Lindhardt Morten, Persson Frederik, Currie Gemma, Pontillo Claudia, Beige Joachim, Delles Christian, von der Leyen Heiko, Mischak Harald, Navis Gerjan, Noutsou Marina, Ortiz Alberto, Ruggenenti Piero Luigi, Rychlik Ivan, Spasovski Goce, Rossing Peter
Steno Diabetes Center, Gentofte, Denmark.
Institute of Cardiovascular and Medical Sciences, University of Glasgow, Glasgow, UK.
BMJ Open. 2016 Mar 2;6(3):e010310. doi: 10.1136/bmjopen-2015-010310.
Diabetes mellitus affects 9% of the European population and accounts for 15% of healthcare expenditure, in particular, due to excess costs related to complications. Clinical trials aiming for earlier prevention of diabetic nephropathy by renin angiotensin system blocking treatment in normoalbumuric patients have given mixed results. This might reflect that the large fraction of normoalbuminuric patients are not at risk of progression, thereby reducing power in previous studies. A specific risk classifier based on urinary proteomics (chronic kidney disease (CKD)273) has been shown to identify normoalbuminuric diabetic patients who later progressed to overt kidney disease, and may hold the potential for selection of high-risk patients for early intervention. Combining the ability of CKD273 to identify patients at highest risk of progression with prescription of preventive aldosterone blockade only to this high-risk population will increase power. We aim to confirm performance of CKD273 in a prospective multicentre clinical trial and test the ability of spironolactone to delay progression of early diabetic nephropathy.

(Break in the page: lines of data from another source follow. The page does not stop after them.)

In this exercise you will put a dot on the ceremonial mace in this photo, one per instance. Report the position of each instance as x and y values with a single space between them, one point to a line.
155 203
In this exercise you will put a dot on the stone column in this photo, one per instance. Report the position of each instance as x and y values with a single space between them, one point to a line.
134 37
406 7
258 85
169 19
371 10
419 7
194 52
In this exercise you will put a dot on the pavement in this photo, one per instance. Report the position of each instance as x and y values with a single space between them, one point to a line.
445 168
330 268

Investigator-initiated, prospective multicentre clinical trial, with randomised double-masked placebo-controlled intervention and a prospective observational study. We aim to include 3280 type 2 diabetic participants with normoalbuminuria. The CKD273 classifier will be assessed in all participants. Participants with high-risk pattern are randomised to treatment with spironolactone 25 mg once daily, or placebo, whereas, those with low-risk pattern will be observed without intervention other than standard of care. Treatment or observational period is 3 years.The primary endpoint is development of confirmed microalbuminuria in 2 of 3 first morning voids urine samples.

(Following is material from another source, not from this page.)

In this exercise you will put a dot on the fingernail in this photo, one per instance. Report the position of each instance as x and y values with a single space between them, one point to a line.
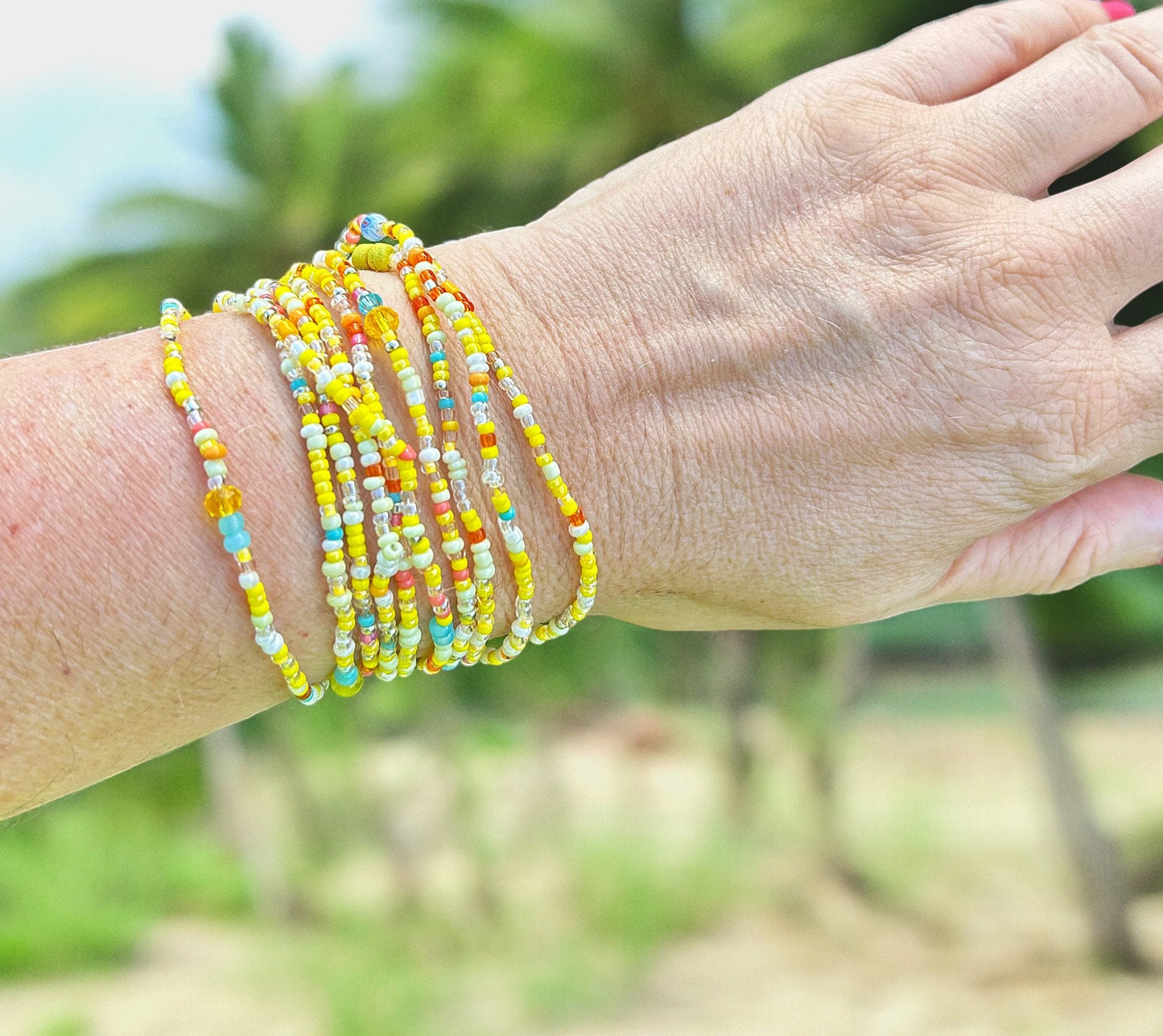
1116 10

The study will be conducted under International Conference on Harmonisation - Good clinical practice (ICH-GCP) requirements, ethical principles of Declaration of Helsinki and national laws. This first new biomarker-directed intervention trial aiming at primary prevention of diabetic nephropathy may pave the way for personalised medicine approaches in treatment of diabetes complications.
NCT02040441; Pre-results.
糖尿病影响着9%的欧洲人口,占医疗保健支出的15%,特别是由于并发症相关的额外费用。旨在通过肾素血管紧张素系统阻断治疗在正常白蛋白尿患者中早期预防糖尿病肾病的临床试验结果不一。这可能反映出大部分正常白蛋白尿患者没有疾病进展风险,从而降低了先前研究的效力。一种基于尿液蛋白质组学的特定风险分类器(慢性肾脏病(CKD)273)已被证明可识别出后来进展为显性肾病的正常白蛋白尿糖尿病患者,并可能具有选择高危患者进行早期干预的潜力。将CKD273识别疾病进展风险最高患者的能力与仅对该高危人群开具预防性醛固酮阻断药物相结合,将提高效力。我们旨在在前瞻性多中心临床试验中确认CKD273的性能,并测试螺内酯延缓早期糖尿病肾病进展的能力。

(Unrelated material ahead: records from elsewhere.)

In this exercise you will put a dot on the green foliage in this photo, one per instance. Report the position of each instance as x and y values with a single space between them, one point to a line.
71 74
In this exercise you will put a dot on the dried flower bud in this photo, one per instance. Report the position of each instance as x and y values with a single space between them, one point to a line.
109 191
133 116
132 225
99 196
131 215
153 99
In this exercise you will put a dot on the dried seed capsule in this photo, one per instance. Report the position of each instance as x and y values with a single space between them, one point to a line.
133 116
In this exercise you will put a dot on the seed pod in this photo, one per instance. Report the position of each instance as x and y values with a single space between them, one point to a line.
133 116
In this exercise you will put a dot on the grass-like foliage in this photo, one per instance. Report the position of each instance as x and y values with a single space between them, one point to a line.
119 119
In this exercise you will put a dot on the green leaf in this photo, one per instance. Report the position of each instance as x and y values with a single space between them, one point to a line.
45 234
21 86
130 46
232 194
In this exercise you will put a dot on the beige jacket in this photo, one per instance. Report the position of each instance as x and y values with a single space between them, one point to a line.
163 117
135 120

由研究者发起的前瞻性多中心临床试验,采用随机双盲安慰剂对照干预和前瞻性观察研究。我们旨在纳入3280名正常白蛋白尿的2型糖尿病参与者。将在所有参与者中评估CKD273分类器。具有高危模式的参与者被随机分配接受每日一次25毫克螺内酯治疗或安慰剂治疗,而具有低危模式的参与者将在除标准治疗外不进行干预的情况下接受观察。治疗或观察期为3年。主要终点是在首次晨尿的3份样本中有2份样本确认出现微量白蛋白尿。
本研究将根据国际协调会议 - 良好临床实践(ICH - GCP)要求、《赫尔辛基宣言》的伦理原则和国家法律进行。这项首个针对糖尿病肾病一级预防的新型生物标志物导向干预试验可能为糖尿病并发症的个性化医疗方法铺平道路。
NCT02040441;预结果。